The method of using pentafluorophenol as an electron attractive compound was applied to the solid-phase synthesis of a peptide by L. Kisfaludy et al. [Synthesis, 325 (1983); ibid, 303 (1986)]. According to the Kisfaludy et al. teachings, the pentafluorophenyl ester derivative of an amino acid is obtained by protecting the amino groups on its backbone with tert-buthoxycarbonyl or Fmoc groups and then reacting the amino-protected amino acid with equimolar amounts of pentafluorophenol and dicyclohexylcarbodiimide in a solvent such as dioxane or ethyl acetate.
The method of using Dhbt-OH as an electron attractive compound was developed by W. Koenig et al. [Chem. Ber., 103, 2034-2040 (1970)] and was applied to the solid-phase synthesis of a peptide by E. Atherton et al., L. Cameron et al. and P. Goddard et al. [J. Chem. Soc. Chem. Commn., 1763 (1986); ibid, 270 (1987); ibid, 1025 (1988)]. According to those literature articles, the Dhbt ester derivative of an amino acid is obtained by protecting the amino groups on the backbone of the amino acid with tert-buthoxycarbonyl or Fmoc groups and then reacting the amino-protected amino acid with equimolar amounts of Dhbt-OH and dicyclohexylcarbodiimide in tetrahydrofuran.
In addition to the above, active ester methods in which an amino acid derivative of the free carboxyl type is activated in a reaction system and then subjected to coupling, namely the so-called BOP method [B. Castro et al.: Tetrahedron Letters, 1219 (1975)], TBTU method [R. Knorr et al.: Tetrahedron Letters, 30, 1927-1930 (1989)] and PyBOP method [J. Caste et al.: Tetrahedron Letters, 31, 205-208 (1990)] have been developed. In these methods, an activating reagent is added in the presence of a base to a solution containing an amino acid derivative of the free carboxyl type and HOBt to produce a benzotriazole active ester intermediate, followed by a coupling reaction between the intermediate and an amino acid or peptide to be subjected to an extending reaction. Although these methods are believed to have higher reactivity and to cause less side reactions, they are not employed widely.
In addition to the above mentioned methods, introduction of an Fmoc group to the amino group on the backbone of 4-hydroxyproline is known. L. Lapatsanis et al. [Synthesis, 671-673 (1983)].
It is also known to block the hydroxyl group on the side chain of 4-hydroxyproline, serine or threonine with a protecting group such as a benzyl, substituted benzyl and tert-butyl group [E. Wunsch et al.: Chem. Ber., 101, 3659 (1968)].

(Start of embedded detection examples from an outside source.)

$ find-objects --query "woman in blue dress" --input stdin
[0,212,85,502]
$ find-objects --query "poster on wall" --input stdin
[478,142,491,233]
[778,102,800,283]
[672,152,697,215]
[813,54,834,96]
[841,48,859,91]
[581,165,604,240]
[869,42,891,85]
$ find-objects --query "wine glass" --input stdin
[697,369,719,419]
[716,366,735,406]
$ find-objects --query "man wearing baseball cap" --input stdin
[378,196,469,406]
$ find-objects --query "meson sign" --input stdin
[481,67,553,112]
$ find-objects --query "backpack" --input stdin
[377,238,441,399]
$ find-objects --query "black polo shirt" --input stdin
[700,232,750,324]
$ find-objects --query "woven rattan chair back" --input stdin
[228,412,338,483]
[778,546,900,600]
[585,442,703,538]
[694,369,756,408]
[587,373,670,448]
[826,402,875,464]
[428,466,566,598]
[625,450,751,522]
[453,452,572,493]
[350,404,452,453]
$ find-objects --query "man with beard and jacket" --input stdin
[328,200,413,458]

Chemical synthesis of a 4-hydroxyproline-containing peptide by a combination of the Fmoc method and the active ester method requires either an active ester derivative of 4-hydroxyproline with its amino group protected by an Fmoc group, or an active ester derivative of 4-hyaroxyproline with its amino group protected by an Fmoc group and with its hydroxyl group protected. Such an active ester derivative, however, is not known.